Watching a dearly beloved little sister of mine finish her first road race this morning reminded me of my own rebirth through fitness.

The first true heartbreak I ever had in my life. Emotional devastation, suicidal ideation, blind, hot, fury, dark, drowning, sorrow... I experienced premature enlightenment. In the hatred I felt towards my own life, I realized what might be the most valuable lesson I've ever learned: I love my life. It mattered to me. It was worthwhile to me. Each successive heartbreak in my life has driven this truth deeper and deeper into my bones. I. Love. My. Life.

The hatred I felt was absolutely appropriate. My life, the life I had lived, the life that we can speak of in the present tense, did not deserve love, admiration, respect. It was absolutely pathetic, worthless sewage that you wish you could flush away with a lever and never set your eyes upon again, an aberration, abortion, abomination. That life I hated. But the life in the present tense, I loved. By using the word love, I mean to use it in the strong-sense of a choice, an action, a continued matter of will and decision and not in the weak-sense of an emotional response. I loved my life. It wasn't worth loving by any means, but I loved it, sought it's good and would fight to preserve it.

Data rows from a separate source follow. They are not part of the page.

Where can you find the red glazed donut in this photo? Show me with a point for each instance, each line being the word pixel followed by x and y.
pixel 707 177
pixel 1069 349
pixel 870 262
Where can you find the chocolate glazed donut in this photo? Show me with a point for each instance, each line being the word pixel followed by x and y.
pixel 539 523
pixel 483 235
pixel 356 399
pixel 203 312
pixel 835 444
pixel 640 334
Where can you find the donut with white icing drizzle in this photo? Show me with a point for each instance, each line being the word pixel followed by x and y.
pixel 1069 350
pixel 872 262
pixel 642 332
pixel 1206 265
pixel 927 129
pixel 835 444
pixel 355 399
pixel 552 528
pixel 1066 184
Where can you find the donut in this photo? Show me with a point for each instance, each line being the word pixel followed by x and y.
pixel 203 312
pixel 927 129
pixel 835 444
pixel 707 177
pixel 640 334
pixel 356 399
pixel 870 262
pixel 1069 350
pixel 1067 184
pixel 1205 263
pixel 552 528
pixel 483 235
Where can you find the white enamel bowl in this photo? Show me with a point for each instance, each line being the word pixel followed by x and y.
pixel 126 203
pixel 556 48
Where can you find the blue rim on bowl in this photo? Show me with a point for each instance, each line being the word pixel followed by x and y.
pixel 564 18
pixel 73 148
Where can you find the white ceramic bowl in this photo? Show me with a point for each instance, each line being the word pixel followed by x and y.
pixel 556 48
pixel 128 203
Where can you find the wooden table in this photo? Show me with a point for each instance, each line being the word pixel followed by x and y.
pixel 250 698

In this narrow space, the contradiction could live. I hated my life. I wanted to commit suicide, end it, destroy it, abolish it from reality. I loved my life. I wanted to live, to find joy, to see what everyone was smiling about.

So I did both. I've often written about, here and elsewhere, the promise I made to myself. I'd change my life or I'd end my life. Little did I know that I changed my life by ending it and ended it by changing it. I was 320 lbs. Once I went down, I never went back up past 240 and now usually live at 220. Contrast this to the endless string of failures and rebounds that people talk about when they talk about 'dieting'. Dieting, on a long enough time-line, will always fail. I didn't fail because I didn't diet. I changed. That Stanley you knew isn't around anymore. Don't look for him. I killed him and left his corpse in plain sight.

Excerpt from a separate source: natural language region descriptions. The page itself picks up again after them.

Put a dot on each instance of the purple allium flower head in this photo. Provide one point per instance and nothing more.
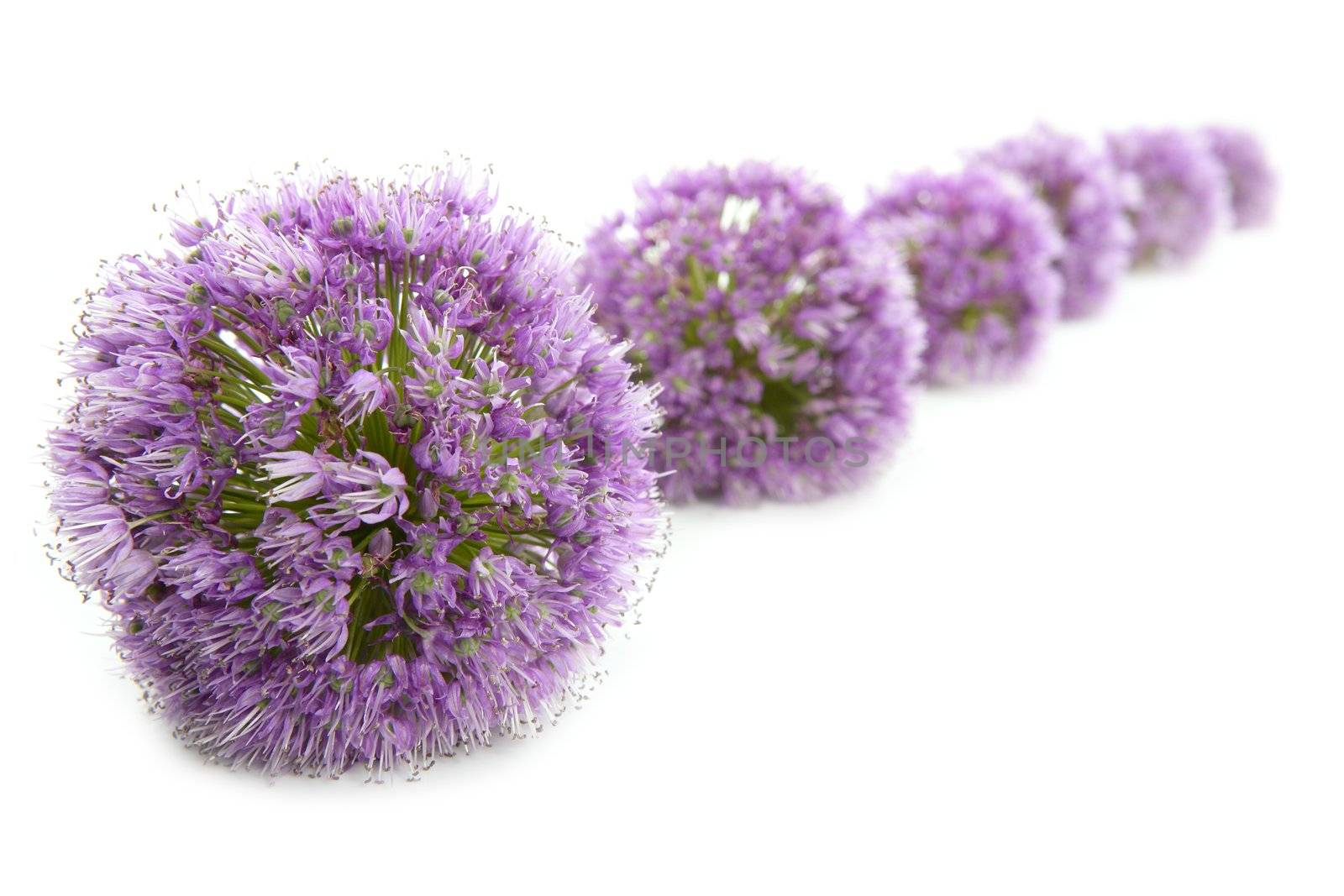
(1249, 176)
(784, 351)
(983, 254)
(1089, 204)
(339, 472)
(1182, 192)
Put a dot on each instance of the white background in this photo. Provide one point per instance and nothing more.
(1084, 636)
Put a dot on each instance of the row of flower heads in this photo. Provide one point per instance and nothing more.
(351, 468)
(770, 317)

You want Stanley? Here I am. I tore my life apart and built it back one piece at a time. Throw away the parts that I didn't need, put in some new pieces that should've been there from the start. When we rebuild our lives, the easiest thing to do in the world, the best thing you can do for yourself, is to start with your body. Your body will listen to you. Anyone, and I mean anyone, in the world can build muscle, lose fat.

You. Can. Change.

This is the first truth I learned. This is the truth I hold onto more tightly than anything else in the world.

Change is possible.

My prayer is that I never find perfection, never find completeness, never be OK with myself. My greatest joy comes from changing myself. Forget that nonsense you drank in all your life from soft, mushy grade school teachers. You're not special. You're not OK as you are. You're so far away from what you could be. Doesn't that break your heart? The way you are now, as much as you've learned, as much you've experienced, loved, sorrowed, felt, thought... as far as you've climbed, pursued, dreamed, imagined, are you OK with life just this far? That's why I didn't commit suicide 6 years ago. I thought about ending my life right there. I can't end on that note. I could never end on that note. Stanley Lee has more in him than that, and every, every year of my life has proved me right. 27 better than 26, 26 better than 25 and so on down the line. Change is possible.

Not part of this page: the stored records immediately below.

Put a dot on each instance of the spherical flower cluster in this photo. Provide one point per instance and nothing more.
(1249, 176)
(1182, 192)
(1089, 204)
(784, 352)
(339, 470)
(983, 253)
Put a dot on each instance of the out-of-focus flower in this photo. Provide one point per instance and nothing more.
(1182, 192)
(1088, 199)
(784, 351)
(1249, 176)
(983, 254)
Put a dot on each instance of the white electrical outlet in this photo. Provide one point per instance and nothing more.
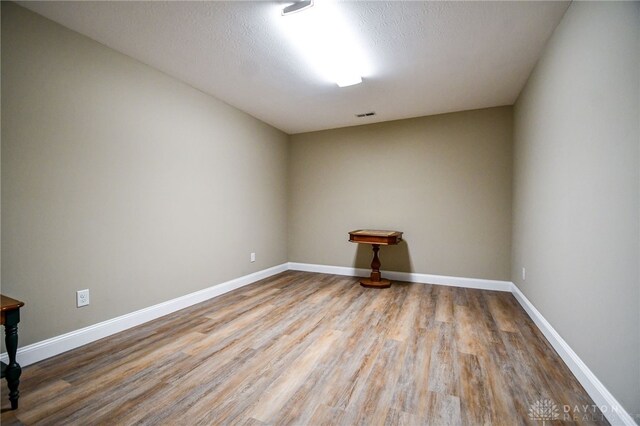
(82, 298)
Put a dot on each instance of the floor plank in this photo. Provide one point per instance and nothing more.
(311, 349)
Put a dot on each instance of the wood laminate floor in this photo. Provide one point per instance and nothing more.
(303, 348)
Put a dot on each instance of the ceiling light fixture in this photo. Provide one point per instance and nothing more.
(298, 6)
(325, 40)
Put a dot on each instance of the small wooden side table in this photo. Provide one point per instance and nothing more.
(376, 238)
(10, 317)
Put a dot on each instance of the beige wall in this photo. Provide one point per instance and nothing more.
(576, 208)
(123, 180)
(445, 181)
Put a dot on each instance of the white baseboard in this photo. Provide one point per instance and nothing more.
(407, 276)
(615, 414)
(56, 345)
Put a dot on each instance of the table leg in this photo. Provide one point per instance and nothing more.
(13, 370)
(375, 280)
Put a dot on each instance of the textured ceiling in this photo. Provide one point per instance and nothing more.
(425, 57)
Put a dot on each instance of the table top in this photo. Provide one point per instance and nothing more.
(375, 236)
(9, 304)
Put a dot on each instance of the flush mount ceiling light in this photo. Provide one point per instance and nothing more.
(297, 7)
(323, 37)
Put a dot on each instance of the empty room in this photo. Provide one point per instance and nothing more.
(320, 213)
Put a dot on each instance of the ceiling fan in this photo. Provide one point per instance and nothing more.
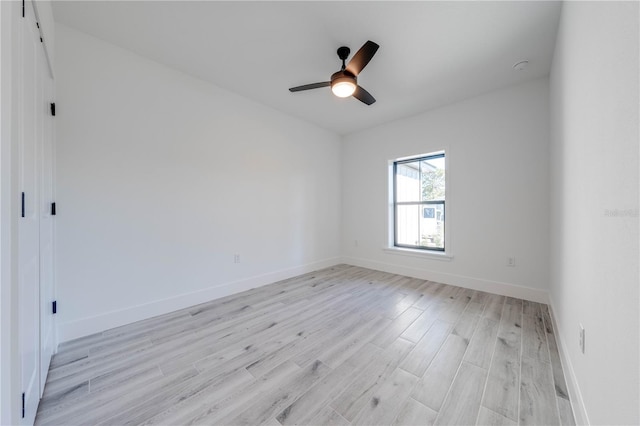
(344, 83)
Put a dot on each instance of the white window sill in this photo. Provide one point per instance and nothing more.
(424, 254)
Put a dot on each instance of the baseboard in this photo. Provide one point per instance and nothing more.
(96, 324)
(575, 396)
(496, 287)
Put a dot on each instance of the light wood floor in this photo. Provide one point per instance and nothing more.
(344, 345)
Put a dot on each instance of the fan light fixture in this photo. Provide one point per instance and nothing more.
(344, 83)
(343, 87)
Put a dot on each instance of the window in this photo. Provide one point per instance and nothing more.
(419, 202)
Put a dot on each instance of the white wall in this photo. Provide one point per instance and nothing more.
(497, 205)
(594, 206)
(162, 178)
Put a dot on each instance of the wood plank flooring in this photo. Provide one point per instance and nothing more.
(343, 345)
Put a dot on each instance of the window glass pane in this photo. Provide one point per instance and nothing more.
(408, 225)
(432, 179)
(408, 181)
(432, 226)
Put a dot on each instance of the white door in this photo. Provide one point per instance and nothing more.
(35, 158)
(28, 230)
(46, 225)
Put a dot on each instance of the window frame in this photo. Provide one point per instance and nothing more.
(393, 247)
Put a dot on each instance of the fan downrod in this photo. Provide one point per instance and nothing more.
(343, 54)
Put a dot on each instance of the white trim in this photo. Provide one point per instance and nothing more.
(575, 395)
(430, 254)
(496, 287)
(85, 326)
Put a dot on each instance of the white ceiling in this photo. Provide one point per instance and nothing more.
(431, 53)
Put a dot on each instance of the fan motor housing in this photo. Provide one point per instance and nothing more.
(343, 75)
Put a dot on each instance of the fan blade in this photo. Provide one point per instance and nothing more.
(363, 96)
(362, 57)
(310, 86)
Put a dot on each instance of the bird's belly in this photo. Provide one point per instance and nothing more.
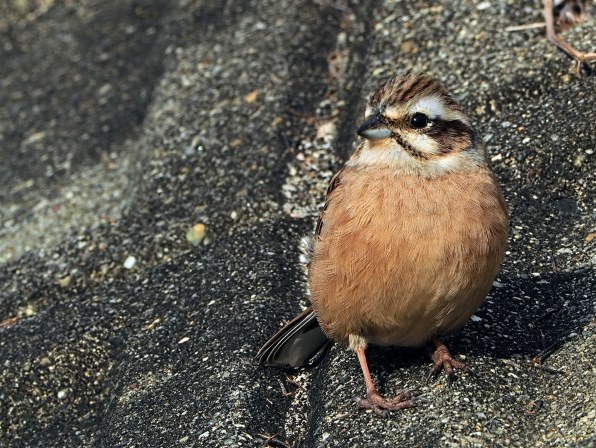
(399, 280)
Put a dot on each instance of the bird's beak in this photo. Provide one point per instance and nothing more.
(374, 129)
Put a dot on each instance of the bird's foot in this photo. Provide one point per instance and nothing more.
(442, 360)
(383, 406)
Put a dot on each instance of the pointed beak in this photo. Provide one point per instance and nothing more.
(374, 129)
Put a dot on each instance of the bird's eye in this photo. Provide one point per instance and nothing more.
(419, 121)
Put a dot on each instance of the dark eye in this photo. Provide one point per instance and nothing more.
(419, 121)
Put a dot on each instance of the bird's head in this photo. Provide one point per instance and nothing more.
(414, 125)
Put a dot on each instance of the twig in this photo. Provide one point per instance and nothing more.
(527, 26)
(579, 56)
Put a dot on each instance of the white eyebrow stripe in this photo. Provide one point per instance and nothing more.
(434, 107)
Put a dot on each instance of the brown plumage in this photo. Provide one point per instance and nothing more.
(410, 239)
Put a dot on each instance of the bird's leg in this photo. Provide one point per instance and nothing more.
(374, 400)
(442, 360)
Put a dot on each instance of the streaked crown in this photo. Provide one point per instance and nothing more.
(412, 122)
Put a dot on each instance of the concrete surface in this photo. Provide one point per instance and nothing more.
(127, 128)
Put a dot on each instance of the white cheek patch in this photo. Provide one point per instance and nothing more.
(422, 143)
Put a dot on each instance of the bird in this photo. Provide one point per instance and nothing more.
(412, 233)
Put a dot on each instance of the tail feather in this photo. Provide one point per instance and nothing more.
(296, 343)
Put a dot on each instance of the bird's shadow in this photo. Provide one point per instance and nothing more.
(526, 317)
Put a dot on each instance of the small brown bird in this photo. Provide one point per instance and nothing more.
(411, 236)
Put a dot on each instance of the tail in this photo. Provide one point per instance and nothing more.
(296, 343)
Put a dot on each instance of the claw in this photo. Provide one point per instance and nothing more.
(383, 406)
(443, 361)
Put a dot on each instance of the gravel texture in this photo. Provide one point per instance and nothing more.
(160, 163)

Change is not only possible. It's our lifeboat, our hope, goal and dream. Because of change, of transience, of temporary states, there aren't any unclimbable mountains, unassailable fortresses. The realm of possibility blossoms, thousand-petaled lotus of enlightenment.

And for me it began with heartbreak, with fitness and has now become the first step on a road that I hope stretches forever.